Profanities, wardrobe malfunctions, and announcing the wrong name as an award winner are only a few of the slip-ups that can occur during a live event broadcast. That fact may stress out event organizers, but to the audience, knowing that anything can happen is part of the appeal watching a live event.
Many TV programs were live until film technology really took hold, but recently, television has come full circle to take advantage of a renewed interest in live broadcasts. Viewers are tuning in to see live musical performances on network TV. Sporting events and music festivals are also live streaming in efforts to increase audience size and revenue.
Live video is where it’s at even for business, as Facebook live videos get three times the engagement and ten times the comments of non-live video. But business leaders may wonder whether live streaming engagement translates to real value.
To companies, live video can increase reach, improve internal communications, and increase ROI on events. Why limit yourself to a local audience of hundreds when you can reach thousands more online?
To maximize the benefits of live streaming, here are issues for companies consider:
As an individual, you can turn on your smartphone camera and simply start a video. However, when streaming for business, you want to present your company in a professional light. Consider using high-quality cameras and audio—especially for more formal presentations.
Make a list of all the kinds of events your company may want to stream—trainings, public announcements, how-to demonstrations, trade shows, etc. Your greatest streaming needs will affect the kinds of equipment you’ll purchase, the number of solutions you’ll need, how mobile you’ll want them to be, and more.

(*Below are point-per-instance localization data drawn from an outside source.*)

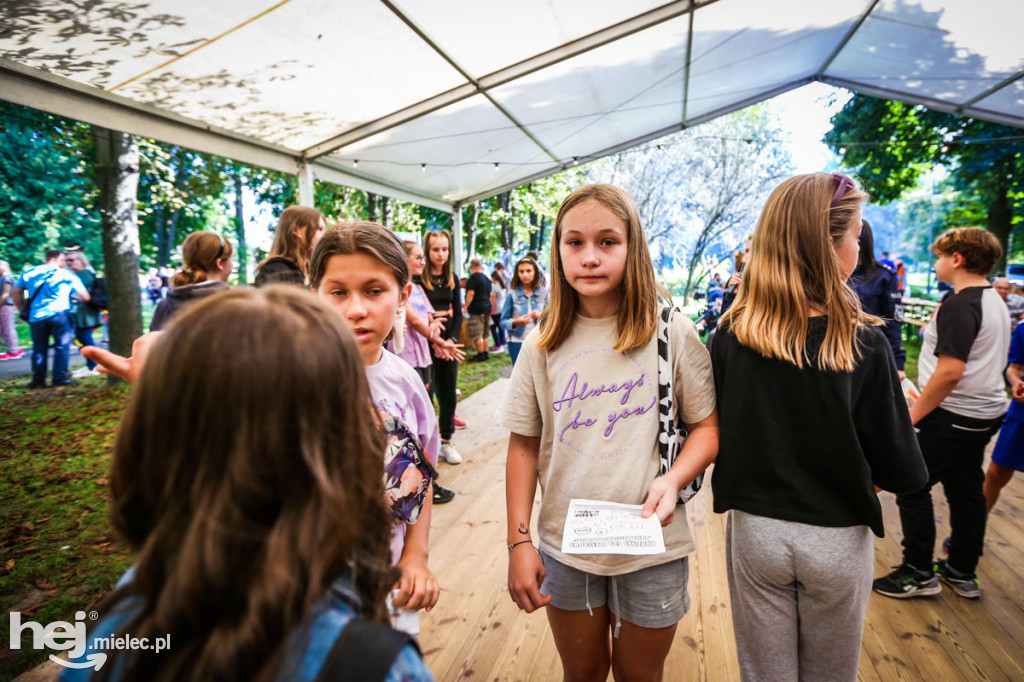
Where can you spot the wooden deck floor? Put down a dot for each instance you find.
(477, 633)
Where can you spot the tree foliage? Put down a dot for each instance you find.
(892, 144)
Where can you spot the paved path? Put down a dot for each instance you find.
(23, 366)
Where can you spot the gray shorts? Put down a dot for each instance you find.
(653, 597)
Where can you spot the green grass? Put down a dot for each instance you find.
(57, 554)
(25, 334)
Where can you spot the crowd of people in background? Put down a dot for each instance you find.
(350, 336)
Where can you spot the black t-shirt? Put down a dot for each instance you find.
(808, 445)
(479, 284)
(446, 299)
(973, 327)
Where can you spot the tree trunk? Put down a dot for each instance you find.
(372, 213)
(160, 231)
(117, 175)
(242, 255)
(387, 212)
(172, 231)
(504, 200)
(999, 218)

Your IT team can provide guidance on bandwidth requirements and whether you’ll want a dedicated internet connection to avoid disruptions to your streams.
You can increase the value of live events by saving video to create future content. Consider how you will save and manage all that video for future use. When capturing live video, you will need to consider what video equipment or software to use. Many marketing teams try using consumer apps, but videos sometimes get saved to an app’s servers or the streamer’s device, making them hard to impossible to track and organize.

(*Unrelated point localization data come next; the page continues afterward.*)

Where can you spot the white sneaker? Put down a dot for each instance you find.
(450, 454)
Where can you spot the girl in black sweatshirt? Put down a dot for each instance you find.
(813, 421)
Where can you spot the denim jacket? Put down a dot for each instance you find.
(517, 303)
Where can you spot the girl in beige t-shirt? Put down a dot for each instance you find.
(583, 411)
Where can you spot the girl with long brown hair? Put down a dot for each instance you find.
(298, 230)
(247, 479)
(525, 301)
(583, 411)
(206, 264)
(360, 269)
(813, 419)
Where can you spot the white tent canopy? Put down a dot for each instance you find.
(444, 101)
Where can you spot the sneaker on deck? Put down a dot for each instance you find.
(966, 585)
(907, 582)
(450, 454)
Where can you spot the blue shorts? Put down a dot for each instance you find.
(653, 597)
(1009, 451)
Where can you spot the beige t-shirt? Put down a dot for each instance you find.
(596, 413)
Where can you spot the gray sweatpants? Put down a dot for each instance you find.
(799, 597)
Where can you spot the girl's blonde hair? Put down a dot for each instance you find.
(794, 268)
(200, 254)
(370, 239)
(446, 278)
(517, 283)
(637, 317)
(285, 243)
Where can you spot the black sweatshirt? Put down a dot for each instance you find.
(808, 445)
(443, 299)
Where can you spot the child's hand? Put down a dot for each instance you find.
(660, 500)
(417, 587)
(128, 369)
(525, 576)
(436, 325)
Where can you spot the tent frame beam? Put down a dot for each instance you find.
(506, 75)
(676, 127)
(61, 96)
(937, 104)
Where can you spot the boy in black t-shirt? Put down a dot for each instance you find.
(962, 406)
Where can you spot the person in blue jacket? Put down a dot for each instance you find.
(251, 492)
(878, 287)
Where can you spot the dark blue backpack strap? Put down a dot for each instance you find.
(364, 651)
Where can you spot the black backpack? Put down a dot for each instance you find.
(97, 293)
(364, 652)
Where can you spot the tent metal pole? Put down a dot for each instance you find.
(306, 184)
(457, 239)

For company-owned content, you can try a cloud storage or digital asset management tool for organizing videos. That way, your content will not get misplaced, forgotten, or lost completely if an employee leaves your organization (or simply forgets to back up their hard drive).
Once you’re set up with the tools you need, you will want to make sure your team knows where they should stream, what social platforms they should use, and who will stream what and where. Decide what kinds of settings you need set for internal events. Decide what kinds of events will be for public consumption and what you will want to save to be shared with the marketing, sales, and training departments.
It’s also important to establish policies about what kinds of events should and shouldn’t be streamed from company accounts, as well as what kinds of things should or shouldn’t be said or done on live video.
YouTube, Instagram, and Facebook have live streaming features, and apps like Periscope are dedicated just to live streaming. You can stream from your own site, but if you’re looking to increase your audience, social platforms can get more eyes on your videos.
Once you start live streaming, you will start to see what kinds of streams interest your audience and be able to make the most of your company’s activities and events.